El día que vino Daniel a despedirse de mi (en muchos más sentidos de los que ambos esperábamos), arranqué de ropero un letrero que decía "Ire ad Lovaniam aut Mori". Luego me deshice del espantoso ropero.
En mi comedor –ahora sin espantoso ropero– hay una serie navideña, azul y en forma de cascada que no volveré a quitar hasta que me vaya de aquí... no la voy a quitar porque me da miedo dormir a oscuras, porque es azul y es bonita. Hay una lámpara de papel, enorme, que compré en Tlayacapan (de donde provienen también mis cortinas y otras muchas chucherías, y tengo que volver por más). Y un librero en forma de escalera, donde puse un montón de juguetitos, entre ellos un Playmóvil que sostiene un pergamino con frases en latín, un caballero medieval que, cada que se enfrenta a mis gatos pierde un apéndice, y una miniescultura de Avicena que he reparado miles de veces. Tengo un mantel de falso terciopelo rojo, que no es mantel sino un trapo sin bastilla que compré en los retazos de La Parisina para echar el Tarot.
Tengo, también, un par de gatos buenos (porque los gatos malos eran Chupacabras y Bolillo, aunque no por malos los quise menos), pero estos gatos son buenos, bien portados, educados, limpios y zalameros –como corresponde a todo buen gato. Y están aquí, echados, mientras escribo que hay muchas cosas que no entiendo de mi vida ni de la gente a mi alrededor. Que esos amigos que conocí en aquél entonces eran mucho mejores personas, almas, estudiantes, que toda la gente que conocí después –con sus excepciones o sin ellas.
Ahora pienso en aquellos tiempos, cuando yo tenía la edad de esos que resultaron ahora ser gentes tan torpes y grises, tan desesperantes. Pienso en esos tiempos en que decidí que no valía nada, que no servía para nada, que ya nada me importaba.

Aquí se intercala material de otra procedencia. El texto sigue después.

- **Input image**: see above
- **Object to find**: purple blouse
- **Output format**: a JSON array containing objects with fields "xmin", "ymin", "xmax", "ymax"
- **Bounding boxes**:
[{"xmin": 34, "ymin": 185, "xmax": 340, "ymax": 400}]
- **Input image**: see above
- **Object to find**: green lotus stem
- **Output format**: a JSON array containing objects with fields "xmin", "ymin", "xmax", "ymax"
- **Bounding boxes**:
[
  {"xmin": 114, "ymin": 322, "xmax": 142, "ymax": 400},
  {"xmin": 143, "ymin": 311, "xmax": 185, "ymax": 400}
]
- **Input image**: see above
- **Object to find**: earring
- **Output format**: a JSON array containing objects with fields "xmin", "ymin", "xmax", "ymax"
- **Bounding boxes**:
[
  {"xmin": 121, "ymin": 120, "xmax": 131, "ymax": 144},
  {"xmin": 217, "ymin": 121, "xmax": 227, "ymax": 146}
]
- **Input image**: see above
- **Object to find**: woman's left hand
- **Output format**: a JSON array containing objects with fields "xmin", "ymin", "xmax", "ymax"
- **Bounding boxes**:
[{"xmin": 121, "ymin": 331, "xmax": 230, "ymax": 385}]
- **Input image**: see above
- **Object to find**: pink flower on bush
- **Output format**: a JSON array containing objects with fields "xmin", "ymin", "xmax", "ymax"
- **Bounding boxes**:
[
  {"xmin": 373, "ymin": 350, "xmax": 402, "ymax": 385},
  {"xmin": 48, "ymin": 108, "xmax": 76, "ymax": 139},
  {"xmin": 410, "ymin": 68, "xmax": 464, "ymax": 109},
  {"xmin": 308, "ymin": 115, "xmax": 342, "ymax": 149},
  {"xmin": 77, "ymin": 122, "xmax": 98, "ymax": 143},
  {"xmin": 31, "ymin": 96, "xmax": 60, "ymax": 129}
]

Y que por eso me metí a la fila del CELE para meterme a árabe, que siempre me había dado curiosidad. Y entonces un tipito, con Ángel Face en las pestañas me dijo que me metiera a hebreo con él. Aquellos tiempos, pienso en ellos, en que me metí a estudiar griego porque el cuitoso de Werther me daba envidia porque se daba el lujo de leer a su Homero.
Pienso en eso a tantos años de distancia... y me doy cuenta de que borré el Ropero. Sí, lo borré. Como si hubiera desandado un camino muy largo y hubiera decidido volver a empezar. Diez años más grande y con un título y un grado: más vieja pero más sabia.
Volveré por el camino para darme cuenta de que, sí, en efecto, fue un error estudiar filosofía... pero el error se corrigió cuando me dejé seducir, por vez primera, por la purísima belleza de algo: el griego. O la belleza del hebreo. O de la Ogdoáda, el Pléroma, Abulafia y el Tzim-tzum. O el obispo númida y el eterno presente, su distención que se enrolla sobre sí misma y nos permite contar, ¡milagro sólo accesible a los hombres y las cotorras!. O la última de las bellezas: el alemán hablándome del otro alemán, y de las ovejas y de los lobos.
Recuerdo, pues, haber alcanzado la perfecta felicidad y belleza a los 24 años, cuando decidí hacer algo porque era lo que más me apetecía en la vida: estudiar griego.
Hoy me apetece hacer las cosas porque son bellas y me hacen feliz: colgar series navideñas azules en las ventanas de mi casa, sobre las cortinas de Tlayacapan, aprender y recordar el árabe olvidado, hacer el doctorado con el sen-sei ya conocido, que quiere en mi idioma, y me ha perdonado.